After carefully crafting some benchmarks to ensure that the double-buffering approach was not causing performance regressions in any cases, I finally landed the bug fix upstream. Unfortunately, we have no way to check how often we've performed corrupted reads in the past because of this bug, but it's probably been quite a few because despite the subtlety in its origin, it is surprisingly easy to trigger.
ProTips (TM)


Always do an explicit check in for the error return in (*Rows).Close: it's the only way to detect whether the SQL query has been interrupted during scanning. However, do not remove the defer rows.Close() call in your app, as it's the only way the Rows will be closed if a panic or early return happens during your scanning. Calling (*Rows).Close several times is always safe.

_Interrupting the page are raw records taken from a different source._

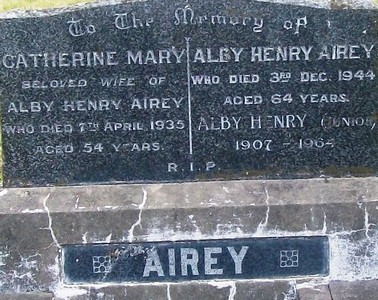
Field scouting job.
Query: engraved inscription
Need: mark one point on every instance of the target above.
(199, 92)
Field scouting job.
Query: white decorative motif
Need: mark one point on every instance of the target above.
(101, 264)
(289, 258)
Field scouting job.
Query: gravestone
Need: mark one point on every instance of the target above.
(155, 92)
(187, 142)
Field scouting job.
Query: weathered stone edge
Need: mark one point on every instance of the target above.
(327, 4)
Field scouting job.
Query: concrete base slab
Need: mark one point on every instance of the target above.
(36, 222)
(316, 293)
(366, 290)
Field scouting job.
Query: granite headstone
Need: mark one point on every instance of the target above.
(196, 260)
(167, 90)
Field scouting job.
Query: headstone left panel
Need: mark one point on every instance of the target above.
(66, 119)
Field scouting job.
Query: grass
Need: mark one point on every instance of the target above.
(6, 5)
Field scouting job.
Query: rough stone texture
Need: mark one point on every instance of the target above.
(27, 296)
(354, 290)
(316, 293)
(220, 290)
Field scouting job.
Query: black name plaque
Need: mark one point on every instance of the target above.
(196, 260)
(175, 90)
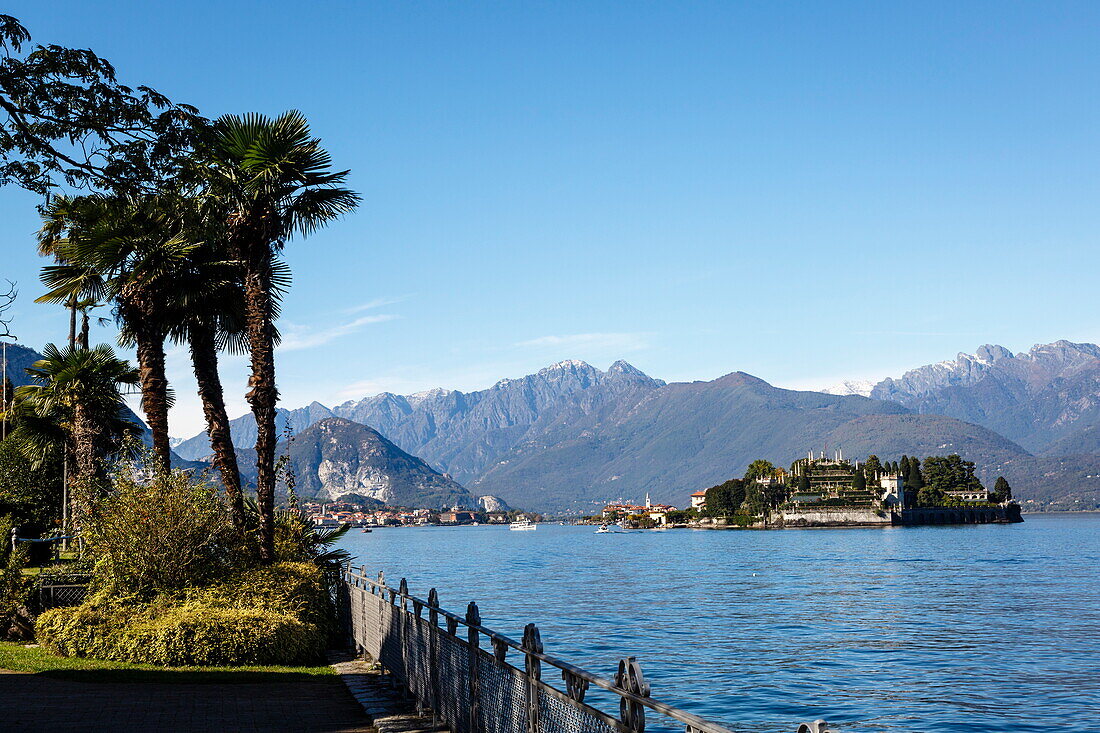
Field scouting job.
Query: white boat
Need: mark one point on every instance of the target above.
(523, 524)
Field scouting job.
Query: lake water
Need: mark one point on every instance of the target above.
(980, 627)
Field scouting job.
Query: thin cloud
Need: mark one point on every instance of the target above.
(616, 341)
(296, 338)
(377, 303)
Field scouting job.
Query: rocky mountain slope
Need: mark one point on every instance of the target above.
(572, 436)
(684, 436)
(1046, 398)
(19, 359)
(337, 457)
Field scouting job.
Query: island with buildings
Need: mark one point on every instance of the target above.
(833, 491)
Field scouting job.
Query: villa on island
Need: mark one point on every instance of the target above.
(656, 512)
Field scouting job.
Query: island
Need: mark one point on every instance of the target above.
(833, 491)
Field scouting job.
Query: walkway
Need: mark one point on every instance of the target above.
(33, 702)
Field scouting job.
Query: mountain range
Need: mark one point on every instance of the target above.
(573, 436)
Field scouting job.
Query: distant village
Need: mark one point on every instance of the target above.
(816, 490)
(822, 490)
(336, 513)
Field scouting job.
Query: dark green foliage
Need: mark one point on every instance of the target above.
(872, 468)
(32, 495)
(681, 516)
(950, 473)
(14, 588)
(65, 118)
(265, 615)
(161, 533)
(1002, 492)
(859, 481)
(914, 480)
(725, 499)
(759, 469)
(930, 496)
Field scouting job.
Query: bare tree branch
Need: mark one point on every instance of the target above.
(7, 299)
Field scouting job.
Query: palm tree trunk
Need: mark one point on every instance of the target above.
(73, 321)
(154, 391)
(205, 360)
(87, 462)
(84, 331)
(262, 396)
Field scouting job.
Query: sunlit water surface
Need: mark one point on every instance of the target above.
(988, 627)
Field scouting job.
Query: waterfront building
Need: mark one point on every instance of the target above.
(893, 490)
(970, 495)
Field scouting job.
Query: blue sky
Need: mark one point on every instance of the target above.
(805, 192)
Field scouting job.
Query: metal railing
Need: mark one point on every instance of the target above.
(56, 591)
(474, 689)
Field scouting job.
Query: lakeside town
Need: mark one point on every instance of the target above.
(816, 490)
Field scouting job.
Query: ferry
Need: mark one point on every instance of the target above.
(523, 524)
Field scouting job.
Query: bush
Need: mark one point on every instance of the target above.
(160, 533)
(14, 588)
(267, 615)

Never use (*Rows).Scan with a sql.RawBytes target. Even though the Go MySQL driver is now much more resilient, accessing RawBytes can and will fail with other SQL drivers if your query is cancelled early. You will most likely read invalid data if that happens. The only difference between scanning into []byte and sql.RawBytes is that the raw version will not allocate extra memory; this tiny optimization is not worth the potential data race in a Context-aware application.


Wrapping Up

MySQL reliability is only one part of the availability story for authzd. A titanic amount of work has been put by @vroldanbet to overcome the Kubernetes latency issues through aggressive timeouts & retries for our HTTP connections, and earlier this week, our SRE teams started a daring effort to get authzd over the finish line in time for Satellite (this is called "future clickbait" -- stay tuned for this story because it's also very cool).
This is the progress we've made, together, in one month:

Not graphed: the hard lessons learned about Go and MySQL. Fortunately these are written down and upstreamed, so shipping these kind of services is only going to get easier from now on.